Entre le contact avec la beauté (Venise contemplée depuis les toits) et une grinçante collection de trognes qui valent bien celles du "Mocky Circus", l’auteur traque canailles et brigands, non sans une certaine fascination pour le faux seigneur vénitien qu’il interprète lui-même, buveur de thé se faisant peindre de mensongères galeries d’ancêtres et jouant au pianiste célèbre grâce à un magnétophone et des applaudissements préenregistrés. À ce degré de démesure dans l’art de la mise en scène, le faussaire confine au génie, quoique ce portrait ne puisse être vraiment apprécié qu’en contrepoint de celui du vieil éleveur de rats travesti en dame pipi.


 

L’idée est de rentrer dans le tableau, comme le fait le plus jeune fils de Vincent qui reconstitue en live l’allégorie de saint Georges, patron de la Géorgie, terrassant le dragon en photographiant un inoffensif varan apprivoisé.

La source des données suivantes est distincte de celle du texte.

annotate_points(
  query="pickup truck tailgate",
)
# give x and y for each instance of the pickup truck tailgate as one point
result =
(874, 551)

Pour rompre le cercle du déroulement inexorable du quotidien qui, même s’il est joliment photographié, ne mène que du travail... au travail, par le biais illusoire d’une maison-lieu de passage, Vincent décide de freiner, de débrayer, puis de s’arrêter, pour inverser la hiérarchie des choses de la vie en cultivant la pause, le temps qui passe dans l’oisiveté, le repos, les petites joies d’une existence n’ayant pour but que les plaisirs de la liberté individuelle.


 


 

Mais l’enchaînement de ce cercle routinier est rompu sans violence, par une implosion interne et non une explosion spectaculaire, au feeling, au sentiment, jamais au nom de grands principes ni au terme de révolutions idéologiques. Otar Iosséliani hait les moralistes et autres donneurs de leçons. C’est pourquoi, si le mariage est devenu esclavage monotone pour Vincent, il apparaît inversement comme une belle promesse de félicité pour le noir valet de ferme qui emporte sa blonde épousée sur une charrette de foin. Et puis il y a les amoureux en deltaplane, les enfants qui bricolent un monde à eux, ou la mamie qui roule en décapotable cigarette aux lèvres... En somme, seule la génération-zombie des adultes semble condamnée. Reste donc de l’espoir, l’humour et la vie qui continue.

René Prédal
Jeune Cinéma n°n° 274 mars 2002


Lundi matin. Réal, sc : Otar Iosséliani ; ph : William Lubtchansky ; mont : O.I. & Ewa Lenkiewicz ; mu : Nicolas Zourabichvili, déc : Gabriel Cascarino ; cost : Cori D’Ambrogio. Int : Jacques Bidou, Arrigo Mozzo, Anne Kravz-Tarnavsky, Narda Blanchet, Dato Tarielashvili-losséliani, Pascal Aubier, Dominique Pozzetto, Mathieu Amalric (France, 2001, 120 mn).